More Than You Bargained For
by Jane Meurig
Summary: Jane discovers what Jack is really afraid of, but he won't accept it himself. Their paths separate as Jack attempts to run from Davy Jones and what he fears will be his own ending. Sequel to Where You Belong.
1. Key to What?

"Land, ho!"

Jack Sparrow walked across the Black Pearl to the bow where he squinted through the eerie mist to find said land. I followed him and saw it, too. Standing in the not-so-far distance, was a massive, fortified rock. Torch-lit spires jutted from it's peaks and faint screaming could be heard across the water. I heard Jack gulp, and he wrinkled his nose a bit, then walked back down to the main deck.

"I'm to go ashore," he stated, then turning to me, "alone."

I nodded in reluctant agreement, but Gibbs asked, "Capt'n? What should you be bringin' back?"

Jack interrupted, "A certain item of value, Mr. Gibbs.
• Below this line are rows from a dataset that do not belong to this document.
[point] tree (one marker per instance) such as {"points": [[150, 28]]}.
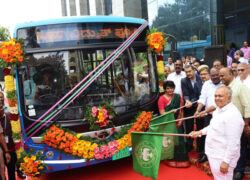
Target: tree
{"points": [[4, 34], [184, 19]]}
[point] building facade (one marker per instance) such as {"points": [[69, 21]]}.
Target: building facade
{"points": [[198, 24], [129, 8]]}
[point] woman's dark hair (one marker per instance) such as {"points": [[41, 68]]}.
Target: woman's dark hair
{"points": [[168, 84]]}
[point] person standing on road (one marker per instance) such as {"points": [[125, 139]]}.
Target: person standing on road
{"points": [[223, 136]]}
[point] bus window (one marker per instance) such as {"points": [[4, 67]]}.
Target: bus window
{"points": [[128, 82]]}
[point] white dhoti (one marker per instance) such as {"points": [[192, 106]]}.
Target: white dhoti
{"points": [[215, 168]]}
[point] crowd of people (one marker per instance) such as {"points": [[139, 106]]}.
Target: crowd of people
{"points": [[217, 100]]}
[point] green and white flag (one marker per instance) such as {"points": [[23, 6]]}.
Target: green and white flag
{"points": [[168, 142], [162, 118], [147, 153]]}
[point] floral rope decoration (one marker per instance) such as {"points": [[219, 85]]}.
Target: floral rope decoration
{"points": [[100, 117], [32, 164], [156, 41], [74, 144], [12, 54]]}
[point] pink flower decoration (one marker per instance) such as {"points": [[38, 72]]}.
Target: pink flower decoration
{"points": [[94, 111], [96, 150]]}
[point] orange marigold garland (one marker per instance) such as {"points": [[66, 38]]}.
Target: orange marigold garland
{"points": [[32, 164], [156, 41], [71, 143], [12, 54]]}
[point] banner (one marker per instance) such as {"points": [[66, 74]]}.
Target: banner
{"points": [[147, 153]]}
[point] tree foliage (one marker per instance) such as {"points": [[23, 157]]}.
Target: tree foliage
{"points": [[4, 34], [184, 19]]}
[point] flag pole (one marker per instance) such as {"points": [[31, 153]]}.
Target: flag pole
{"points": [[181, 107], [182, 119], [165, 134]]}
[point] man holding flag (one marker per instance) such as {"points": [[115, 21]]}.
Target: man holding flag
{"points": [[222, 144]]}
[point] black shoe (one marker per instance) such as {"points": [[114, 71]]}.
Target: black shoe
{"points": [[21, 175], [200, 155], [238, 176], [202, 159]]}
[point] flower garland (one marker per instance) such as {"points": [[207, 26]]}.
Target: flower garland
{"points": [[32, 165], [12, 54], [100, 117], [156, 41], [72, 143]]}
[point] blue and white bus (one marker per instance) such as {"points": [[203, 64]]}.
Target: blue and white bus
{"points": [[60, 53]]}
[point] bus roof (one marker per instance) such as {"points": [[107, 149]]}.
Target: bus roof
{"points": [[83, 19]]}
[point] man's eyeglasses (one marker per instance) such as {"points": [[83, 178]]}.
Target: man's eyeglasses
{"points": [[241, 70], [215, 75]]}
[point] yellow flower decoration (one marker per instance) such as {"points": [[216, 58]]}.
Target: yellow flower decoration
{"points": [[15, 125]]}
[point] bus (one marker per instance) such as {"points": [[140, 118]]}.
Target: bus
{"points": [[60, 53]]}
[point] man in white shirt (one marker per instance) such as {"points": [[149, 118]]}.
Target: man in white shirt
{"points": [[223, 136], [244, 76], [177, 76], [170, 64], [207, 99]]}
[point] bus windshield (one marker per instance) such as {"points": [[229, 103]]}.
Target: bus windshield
{"points": [[48, 76]]}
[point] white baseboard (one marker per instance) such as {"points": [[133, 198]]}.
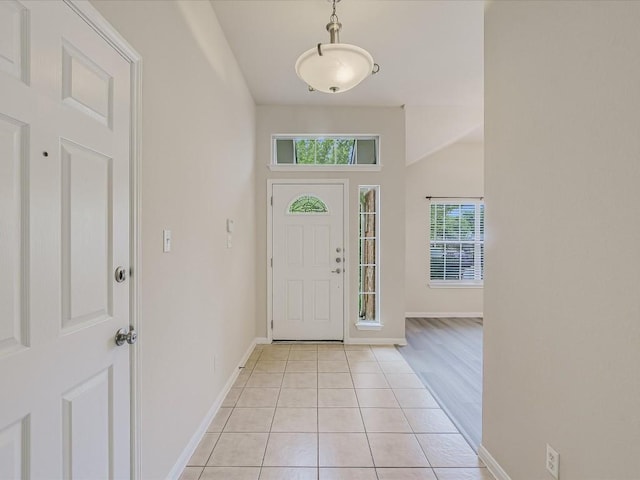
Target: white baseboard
{"points": [[177, 469], [492, 465], [376, 341], [443, 314]]}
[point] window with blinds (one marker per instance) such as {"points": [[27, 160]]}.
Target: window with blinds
{"points": [[456, 242]]}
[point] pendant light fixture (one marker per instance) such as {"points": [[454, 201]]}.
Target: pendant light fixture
{"points": [[335, 67]]}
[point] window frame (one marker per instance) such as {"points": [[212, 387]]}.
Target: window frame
{"points": [[293, 167], [363, 324], [478, 242]]}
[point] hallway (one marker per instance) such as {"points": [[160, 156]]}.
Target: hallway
{"points": [[331, 412]]}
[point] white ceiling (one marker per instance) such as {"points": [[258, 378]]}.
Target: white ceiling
{"points": [[430, 54]]}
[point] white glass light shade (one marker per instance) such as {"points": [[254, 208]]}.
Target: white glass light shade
{"points": [[340, 67]]}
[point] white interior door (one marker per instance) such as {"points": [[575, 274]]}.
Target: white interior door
{"points": [[64, 228], [308, 261]]}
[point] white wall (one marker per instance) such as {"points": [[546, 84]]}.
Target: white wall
{"points": [[197, 170], [457, 171], [389, 124], [562, 176]]}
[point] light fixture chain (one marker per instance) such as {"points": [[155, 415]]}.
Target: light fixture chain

Any more questions?"

The crew didn't shake their heads, but they would have if they could move.

We heaved a dinghy into the water, he climbed down and as the little boat was disconnected from the ship, I whispered to him, "Good luck."

"I'm gonna need it."

And we waited. Jack had the keys to the rum cellar, so we only had what was already on deck, and Gibbs drank most of it. Thunder sounded somewhere above the clouds as they swirled in the wind that rocked the ship as well. The ship creaked but the anchor held fast. Some nervous bug was creeping through the crew's minds. They wanted real treasure. Jack was busy with something else, and he wouldn't tell anyone what, not even me.

So time passed and near middle of the night, a bell tolled. Then a gunshot was heard nearby. The crew rushed on deck, and soon enough a little figure paddled his way toward the ship. When he got closer I could see he was sitting in some sort of long box. Jack pulled up to the ship and when Gibbs offered him a hand, Jack handed him a gnarled leg all skin and bones. He had been sitting in a coffin, goodness knows why.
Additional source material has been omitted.